Sunday, February 14, 2016

Off to Find the Beautiful Beaches

One night in Richmond was enough. At least we were out of the city  of Hobart and somewhat on our way to the Freycinet National Park where we would stay at Freycinet Lodge for two nights. We tried a few places for Sunday dinner in Richmond, only to be told the kitchen was closing or that they only had snacks. Finally, we found a lovely winery cellar door in town! And it had a restaurant!

There was only one couple eating and a few outside tasting wine. It looked like they were getting ready to close, too, but the owner and his wife were smart business people and offered to cook us a meal even though the chef had left for the day. While we waited for food, several more customers arrived so I think they had more business than they expected on a late Sunday afternoon. Hopefully they will keep the doors open a little later during tourist season.

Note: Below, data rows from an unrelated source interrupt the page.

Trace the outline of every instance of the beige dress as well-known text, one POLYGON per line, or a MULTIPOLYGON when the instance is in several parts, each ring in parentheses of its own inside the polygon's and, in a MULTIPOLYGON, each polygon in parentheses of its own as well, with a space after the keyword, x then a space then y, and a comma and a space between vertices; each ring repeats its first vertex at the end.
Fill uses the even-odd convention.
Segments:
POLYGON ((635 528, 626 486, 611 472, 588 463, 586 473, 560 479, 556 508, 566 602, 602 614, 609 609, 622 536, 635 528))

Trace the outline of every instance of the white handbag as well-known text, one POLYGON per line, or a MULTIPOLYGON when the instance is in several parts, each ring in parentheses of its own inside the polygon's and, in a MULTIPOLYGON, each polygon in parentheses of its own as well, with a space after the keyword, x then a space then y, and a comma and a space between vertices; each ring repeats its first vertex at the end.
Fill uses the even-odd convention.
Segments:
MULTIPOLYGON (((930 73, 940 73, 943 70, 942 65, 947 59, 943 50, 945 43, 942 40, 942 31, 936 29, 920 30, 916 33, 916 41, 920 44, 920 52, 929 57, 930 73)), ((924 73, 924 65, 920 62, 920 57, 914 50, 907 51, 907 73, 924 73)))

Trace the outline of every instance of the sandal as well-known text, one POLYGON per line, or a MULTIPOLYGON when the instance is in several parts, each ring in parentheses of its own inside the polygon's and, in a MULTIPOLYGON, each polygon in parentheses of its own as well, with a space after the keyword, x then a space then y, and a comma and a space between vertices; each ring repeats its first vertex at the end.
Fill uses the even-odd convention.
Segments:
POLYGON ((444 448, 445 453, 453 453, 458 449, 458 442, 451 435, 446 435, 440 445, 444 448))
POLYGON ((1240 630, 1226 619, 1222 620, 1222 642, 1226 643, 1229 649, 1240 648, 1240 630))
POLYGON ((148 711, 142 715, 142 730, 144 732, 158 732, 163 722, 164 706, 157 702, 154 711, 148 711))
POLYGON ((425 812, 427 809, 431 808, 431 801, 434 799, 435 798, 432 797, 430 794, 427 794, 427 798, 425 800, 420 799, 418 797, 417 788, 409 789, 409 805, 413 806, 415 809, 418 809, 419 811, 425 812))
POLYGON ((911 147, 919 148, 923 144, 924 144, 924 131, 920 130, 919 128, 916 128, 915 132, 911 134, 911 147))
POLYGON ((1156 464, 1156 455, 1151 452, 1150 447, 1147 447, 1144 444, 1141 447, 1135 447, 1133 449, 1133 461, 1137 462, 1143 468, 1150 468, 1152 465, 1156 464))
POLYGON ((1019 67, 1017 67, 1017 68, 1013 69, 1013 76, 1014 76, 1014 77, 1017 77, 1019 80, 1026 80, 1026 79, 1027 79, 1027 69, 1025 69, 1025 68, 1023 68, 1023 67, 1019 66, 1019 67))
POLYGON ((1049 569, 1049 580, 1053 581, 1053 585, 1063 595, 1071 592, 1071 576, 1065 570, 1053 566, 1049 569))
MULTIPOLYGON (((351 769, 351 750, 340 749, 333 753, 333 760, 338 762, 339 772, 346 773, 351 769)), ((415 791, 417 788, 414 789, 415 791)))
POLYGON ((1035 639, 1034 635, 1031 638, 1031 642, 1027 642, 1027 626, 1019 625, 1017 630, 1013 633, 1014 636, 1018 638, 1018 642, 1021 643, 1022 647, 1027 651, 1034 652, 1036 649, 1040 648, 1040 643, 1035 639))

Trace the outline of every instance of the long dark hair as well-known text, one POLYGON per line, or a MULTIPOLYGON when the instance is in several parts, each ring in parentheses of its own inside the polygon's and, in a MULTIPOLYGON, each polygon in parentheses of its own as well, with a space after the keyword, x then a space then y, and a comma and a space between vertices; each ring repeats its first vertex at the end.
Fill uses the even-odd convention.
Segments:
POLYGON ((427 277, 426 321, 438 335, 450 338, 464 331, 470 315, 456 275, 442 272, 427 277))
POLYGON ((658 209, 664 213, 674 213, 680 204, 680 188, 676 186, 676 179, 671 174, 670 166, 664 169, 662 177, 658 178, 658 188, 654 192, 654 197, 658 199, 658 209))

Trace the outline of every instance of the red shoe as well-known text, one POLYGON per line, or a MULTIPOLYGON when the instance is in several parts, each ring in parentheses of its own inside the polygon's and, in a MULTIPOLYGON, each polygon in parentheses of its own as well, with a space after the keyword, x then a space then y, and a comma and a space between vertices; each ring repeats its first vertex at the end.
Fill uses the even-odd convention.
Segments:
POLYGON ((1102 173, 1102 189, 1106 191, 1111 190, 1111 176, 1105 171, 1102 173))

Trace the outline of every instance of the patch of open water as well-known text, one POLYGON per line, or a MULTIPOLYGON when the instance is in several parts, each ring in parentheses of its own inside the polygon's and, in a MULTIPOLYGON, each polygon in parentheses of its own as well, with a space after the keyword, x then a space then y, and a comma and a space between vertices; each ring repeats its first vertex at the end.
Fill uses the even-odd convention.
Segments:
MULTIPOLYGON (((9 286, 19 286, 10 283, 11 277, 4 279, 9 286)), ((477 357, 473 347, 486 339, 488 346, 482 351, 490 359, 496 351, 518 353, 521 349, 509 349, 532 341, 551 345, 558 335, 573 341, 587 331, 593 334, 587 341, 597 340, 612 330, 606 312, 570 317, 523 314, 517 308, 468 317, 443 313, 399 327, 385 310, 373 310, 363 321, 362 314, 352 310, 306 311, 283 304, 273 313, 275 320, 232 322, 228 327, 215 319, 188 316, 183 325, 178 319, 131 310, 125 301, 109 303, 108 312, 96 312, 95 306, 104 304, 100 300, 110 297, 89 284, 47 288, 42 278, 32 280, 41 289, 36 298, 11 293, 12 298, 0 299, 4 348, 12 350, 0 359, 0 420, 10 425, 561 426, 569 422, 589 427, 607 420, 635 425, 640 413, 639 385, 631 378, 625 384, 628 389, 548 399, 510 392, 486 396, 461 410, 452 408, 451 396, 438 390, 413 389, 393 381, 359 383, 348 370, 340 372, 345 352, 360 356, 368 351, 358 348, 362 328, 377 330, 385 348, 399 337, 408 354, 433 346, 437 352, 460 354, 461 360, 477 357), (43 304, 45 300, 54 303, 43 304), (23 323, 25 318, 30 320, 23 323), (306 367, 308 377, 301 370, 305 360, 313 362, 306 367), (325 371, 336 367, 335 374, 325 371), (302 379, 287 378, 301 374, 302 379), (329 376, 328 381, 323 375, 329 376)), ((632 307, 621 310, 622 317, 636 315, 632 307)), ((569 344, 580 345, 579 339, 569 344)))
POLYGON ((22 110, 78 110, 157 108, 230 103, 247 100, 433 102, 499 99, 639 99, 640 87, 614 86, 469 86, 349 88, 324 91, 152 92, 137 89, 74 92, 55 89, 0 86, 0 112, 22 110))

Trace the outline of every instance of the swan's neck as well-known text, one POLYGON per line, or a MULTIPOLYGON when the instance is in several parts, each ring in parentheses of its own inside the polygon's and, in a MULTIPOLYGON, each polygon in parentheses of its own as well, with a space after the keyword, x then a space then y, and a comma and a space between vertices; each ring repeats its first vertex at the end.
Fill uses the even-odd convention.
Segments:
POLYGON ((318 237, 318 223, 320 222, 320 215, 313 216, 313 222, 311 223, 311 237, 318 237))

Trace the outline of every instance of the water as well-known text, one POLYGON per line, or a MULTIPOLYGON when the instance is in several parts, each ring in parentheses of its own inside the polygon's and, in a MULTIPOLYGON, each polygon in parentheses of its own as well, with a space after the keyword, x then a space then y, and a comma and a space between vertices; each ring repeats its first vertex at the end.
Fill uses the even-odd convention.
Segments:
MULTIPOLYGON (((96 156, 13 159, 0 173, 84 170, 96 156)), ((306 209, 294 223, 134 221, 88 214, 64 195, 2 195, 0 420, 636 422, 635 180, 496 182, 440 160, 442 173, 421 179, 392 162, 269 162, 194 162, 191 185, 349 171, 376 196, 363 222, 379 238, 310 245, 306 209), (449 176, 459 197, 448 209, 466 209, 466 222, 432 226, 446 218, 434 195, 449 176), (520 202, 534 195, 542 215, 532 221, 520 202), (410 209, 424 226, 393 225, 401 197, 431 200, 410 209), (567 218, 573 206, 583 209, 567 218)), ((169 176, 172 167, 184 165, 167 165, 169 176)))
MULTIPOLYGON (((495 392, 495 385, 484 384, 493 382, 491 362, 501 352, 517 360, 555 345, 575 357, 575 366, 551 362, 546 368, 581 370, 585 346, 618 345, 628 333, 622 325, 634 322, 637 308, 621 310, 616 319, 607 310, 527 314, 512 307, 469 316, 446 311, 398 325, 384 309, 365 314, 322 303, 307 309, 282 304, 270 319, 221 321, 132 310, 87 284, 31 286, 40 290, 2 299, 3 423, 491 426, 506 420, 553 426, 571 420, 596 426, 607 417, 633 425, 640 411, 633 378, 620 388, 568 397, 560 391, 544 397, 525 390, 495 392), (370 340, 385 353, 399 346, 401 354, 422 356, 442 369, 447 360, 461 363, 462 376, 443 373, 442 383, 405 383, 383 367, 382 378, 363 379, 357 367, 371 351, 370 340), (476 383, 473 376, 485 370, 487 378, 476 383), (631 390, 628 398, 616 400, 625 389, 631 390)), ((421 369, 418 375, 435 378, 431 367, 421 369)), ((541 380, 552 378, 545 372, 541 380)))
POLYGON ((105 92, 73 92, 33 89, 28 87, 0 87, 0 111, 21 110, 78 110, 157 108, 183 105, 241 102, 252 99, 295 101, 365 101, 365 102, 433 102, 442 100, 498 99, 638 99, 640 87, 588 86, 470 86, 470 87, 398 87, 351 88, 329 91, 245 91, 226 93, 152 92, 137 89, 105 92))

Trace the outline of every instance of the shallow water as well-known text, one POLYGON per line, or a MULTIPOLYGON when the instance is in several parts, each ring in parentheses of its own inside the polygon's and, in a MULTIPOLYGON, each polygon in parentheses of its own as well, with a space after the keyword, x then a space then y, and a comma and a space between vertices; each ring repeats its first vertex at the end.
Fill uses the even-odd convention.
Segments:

Our lodging was an interesting experience. The place looked good on paper, but was rather eclectic and needed some TLC. A family has owned the property for 30 years and they looked as weary as the place. It was clean and it sort of grew on us, but I was glad it was only for one night. The place is called a “manor” on  a 100 acre working farm and is publicized as an event and wedding venue. Humm…

They turn the horses and sheep loose to “mow” the grass so the entry gate has to be closed while they are grazing. Larry, the ram, greets you with several loud Baaaas! Then he settles down. The owners were lovely people, but the furnishings and layout left something to be desired. But it was just a place to get a good night’s rest and we did. Breakfast was hearty and served with a pitcher of home-grown apricot juice. They used to raise a lot of apricots and made apricot wine. The orchards have aged and the production is low now.

Now we are off in search of the beautiful white sand beaches of Tasmania. And, boy, did we find them. They are miles long, wide and windy. The wind coming off the Tasman Sea gave us a sandblasting and forget wearing a hat or visor if you ever want to see it again! They are absolutely stunning. Second only to the Loyalty Islands of New Caledonia.


 The biggest difference besides the wind is the various rock formations along the beaches. There are no crowds as these beaches are a long way from population centers so it would be a weekend trek or holiday vacation to bring crowds out there. You can just pull off the road onto a track and head toward the beach. People were camping near the water in many places.
We finally found a place to eat on Sunday night!

Along the way we stopped at Convicts’ Spikey Bridge to see a rock bridge build by convicts. Like I mentioned before, a lot of Aussie history centers on the convicts.

There are a number of Convict Bridges in Tasmania, but this one is known for its rock spikes. It was in service until they moved the highway a few years back. We drove across it just to do it!

For lunch we found Kates Berry Farm and saw an interesting array of ice cream flavors, including lavender. I had a taste – nothing distinctive.
This was the first stop along the way! Beautiful!
 
We stopped at several beaches along the road,
 
Convicts' Spikey Bridge
 
This is how it got its name!

Time to keep going toward the Freycinet National Park to get there before dark.